Practice of choosing between regulators to get favourable regulatory conditions

Regulator shopping is the choosing of a government or state regulating agency or body that imposes on the choosing entity regulatory treatment more favorable than that which would be obtained from another regulating agency or body that also has the authority to regulate the choosing entity. Regulator shopping may be an example of a "race to the bottom" practice.

==United States examples==

In the United States, private financial institutions that fall under the regulating authority of more than one regulatory agency are allowed to choose their regulator. American International Group (AIG) "shopped for" or chose as its non-insurance government regulator the federal Office of Thrift Supervision, possibly the most lax of all the federal bank regulators, imposing the weakest, most permissive regulations, by AIG purchasing a small savings and loan association.

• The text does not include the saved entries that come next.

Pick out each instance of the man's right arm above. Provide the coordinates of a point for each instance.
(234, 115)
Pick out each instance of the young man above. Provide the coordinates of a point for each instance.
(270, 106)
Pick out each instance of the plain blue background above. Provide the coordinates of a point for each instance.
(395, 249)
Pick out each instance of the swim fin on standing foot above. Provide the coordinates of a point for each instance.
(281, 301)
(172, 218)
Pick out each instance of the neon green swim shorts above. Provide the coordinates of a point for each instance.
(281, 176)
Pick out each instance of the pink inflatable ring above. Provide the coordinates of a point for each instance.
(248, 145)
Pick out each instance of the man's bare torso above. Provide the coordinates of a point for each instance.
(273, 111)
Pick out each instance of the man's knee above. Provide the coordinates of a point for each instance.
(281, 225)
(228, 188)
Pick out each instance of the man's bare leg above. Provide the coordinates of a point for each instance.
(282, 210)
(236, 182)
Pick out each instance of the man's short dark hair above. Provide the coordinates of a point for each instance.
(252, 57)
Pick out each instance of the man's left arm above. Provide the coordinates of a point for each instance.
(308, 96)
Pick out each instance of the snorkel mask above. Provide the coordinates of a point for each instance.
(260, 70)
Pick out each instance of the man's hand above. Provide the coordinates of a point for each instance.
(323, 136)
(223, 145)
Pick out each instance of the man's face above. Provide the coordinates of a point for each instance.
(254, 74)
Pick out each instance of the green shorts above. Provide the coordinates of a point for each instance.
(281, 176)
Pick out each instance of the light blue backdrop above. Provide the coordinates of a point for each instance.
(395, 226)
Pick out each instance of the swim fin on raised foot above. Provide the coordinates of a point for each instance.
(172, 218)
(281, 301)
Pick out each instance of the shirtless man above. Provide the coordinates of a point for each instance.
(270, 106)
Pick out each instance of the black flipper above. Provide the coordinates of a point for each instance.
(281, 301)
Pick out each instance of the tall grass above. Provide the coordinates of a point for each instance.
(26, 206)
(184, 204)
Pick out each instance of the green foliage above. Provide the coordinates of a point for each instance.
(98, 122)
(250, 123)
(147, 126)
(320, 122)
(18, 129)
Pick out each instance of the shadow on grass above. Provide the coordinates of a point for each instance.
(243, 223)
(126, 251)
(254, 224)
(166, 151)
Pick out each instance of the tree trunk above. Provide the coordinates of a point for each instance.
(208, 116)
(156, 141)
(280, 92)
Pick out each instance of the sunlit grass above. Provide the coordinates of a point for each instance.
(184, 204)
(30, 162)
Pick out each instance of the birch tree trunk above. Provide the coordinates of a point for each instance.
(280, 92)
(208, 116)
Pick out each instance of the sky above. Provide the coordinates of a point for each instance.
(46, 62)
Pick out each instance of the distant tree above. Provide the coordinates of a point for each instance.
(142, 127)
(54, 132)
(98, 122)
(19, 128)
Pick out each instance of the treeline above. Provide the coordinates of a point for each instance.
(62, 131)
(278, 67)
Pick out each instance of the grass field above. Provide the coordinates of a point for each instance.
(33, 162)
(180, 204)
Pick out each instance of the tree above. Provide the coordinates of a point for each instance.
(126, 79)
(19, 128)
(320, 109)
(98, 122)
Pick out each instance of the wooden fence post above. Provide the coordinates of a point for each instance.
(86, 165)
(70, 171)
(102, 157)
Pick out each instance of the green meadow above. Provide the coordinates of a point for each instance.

In the U.S., at least one regulator has persuaded financial institutions to take steps to be regulated by it, instead of by another government regulator, by offering more favorable regulatory treatment. A government regulator may do so because it is funded by fees collected from firms that it regulates, and thus tries to recruit additional firms to come under its regulatory purview. For example, the Office of Thrift Supervision (OTC) pitched Countrywide Financial to choose it, and not the Office of the Comptroller of the Currency (OCC), to be Countrywide's regulator. Countrywide did so, and in this way Countrywide obtained the more lax regulations of the OTC and avoided the regulations of the OCC and, at the same time, OTC collected the regulatory fees levied on Countrywide.

Some members of the United States Congress have sponsored bills allowing for insurance companies to engage in regulator shopping, by choosing between state or federal insurance regulators.

==Chinese financial sector==
Chinese banks also engage in regulator shopping and Beijing has had difficulty providing a uniform playing field throughout the country for all banking institutions.